By BOB STRAUSS
Los Angeles Daily News
It was December 1968, and it was captured for posterity on a never-aired television special called "The Rolling Stones Rock and Roll Circus." Now, after 28 years, one of the milestone events in rock history finally can be seen on videocassette and laser disc.
The hourlong program features, of course, the host band at its creative peak. The "Beggars Banquet" album had just been released, Mick Jagger was in the full flower of his satanic majesty, and Brian Jones was still alive and playing with the Stones.
Other acts include the Who; Jethro Tull; American bluesman Taj Mahal, Marianne Faithfull; Yoko Ono in her first filmed performance with John Lennon; and an ad hoc supergroup, called the Dirty Mac, made up of Lennon, Richards, Eric Clapton and Mitch Mitchell, the drummer from the Jimi Hendrix Experience.
Shot during one 21-hour stretch in a television studio dressed to resemble a low-rent English circus tent, the show was one of the rare '60s rock film efforts that actually came off, despite a few glitches, pretty much as planned.
"In those days, when rock 'n' roll film projects lost momentum, it was hard to put them together again," noted "Circus" director Michael Lindsay-Hogg, who cited everything from hippie-era disdain for schedules to drug-induced lost weeks-on-end as reasons why few such projects ever were completed.
But it was also a time of great, unexpected changes in the music.

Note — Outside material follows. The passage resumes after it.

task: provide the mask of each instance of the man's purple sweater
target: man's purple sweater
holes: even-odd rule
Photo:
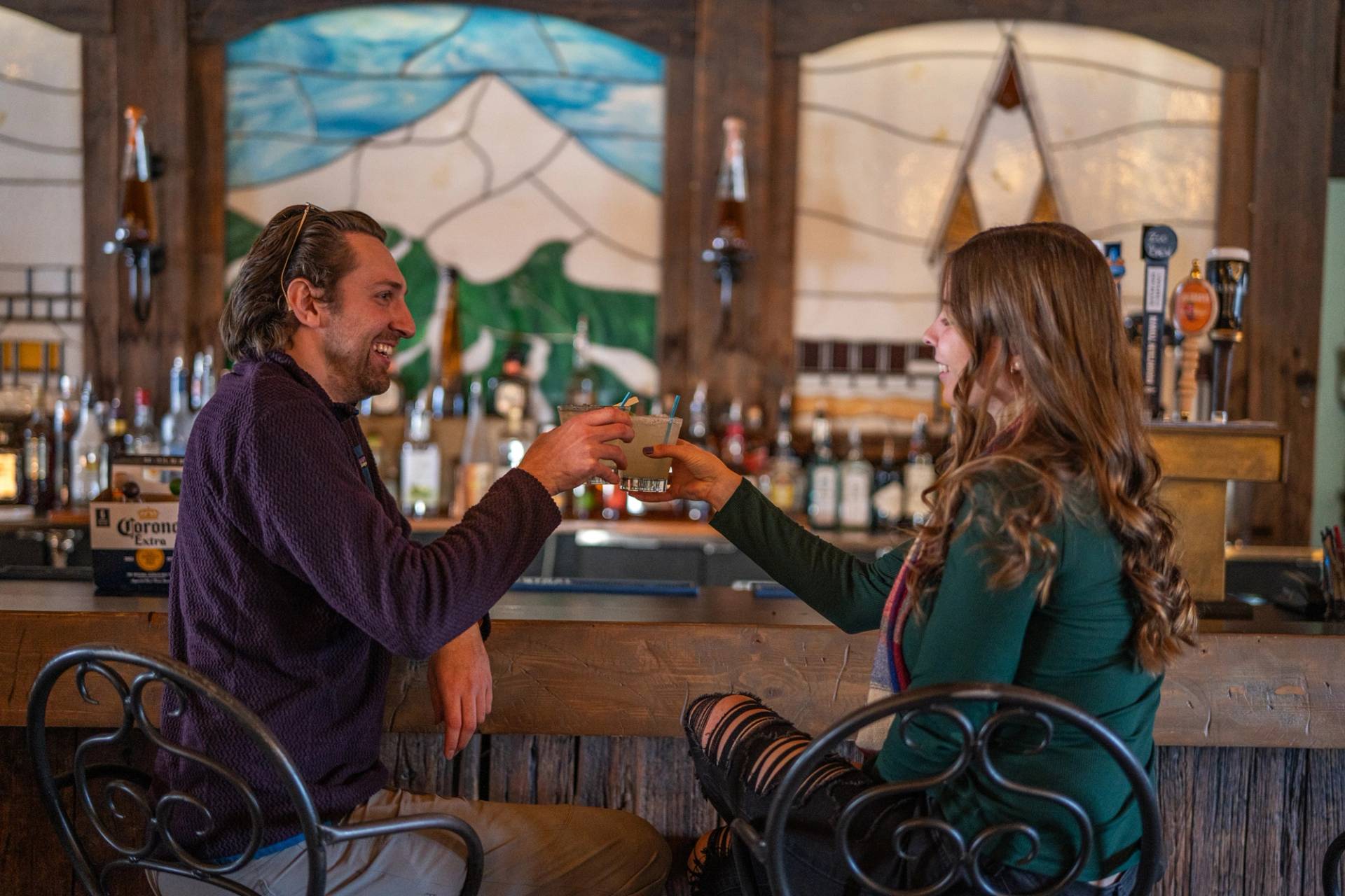
[[[330,400],[284,352],[241,361],[192,427],[168,642],[261,716],[319,814],[340,818],[387,779],[378,742],[390,656],[424,660],[475,625],[560,519],[542,485],[511,470],[459,525],[417,544],[355,407]],[[165,709],[175,704],[165,695]],[[257,789],[262,844],[299,832],[278,776],[233,723],[190,701],[163,729]],[[247,822],[229,785],[164,752],[157,770],[214,814],[200,854],[242,852]],[[179,814],[180,836],[203,826],[191,809]]]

Six months after shooting "Circus," Jones set the pattern of self-induced rock-star deaths. A year later, the Stones themselves presided over Altamont, the violence-shattered concert that pretty much put an end to the peace, love and rock 'n' roll spirit the Circus so innocently celebrated.
Indeed, a month after filming the Stones' show, Lindsay-Hogg began shooting what he thought would be a TV special about the Beatles recording their latest album. That turned, unexpectedly, into the film chronicle of the band's disintegration, "Let It Be."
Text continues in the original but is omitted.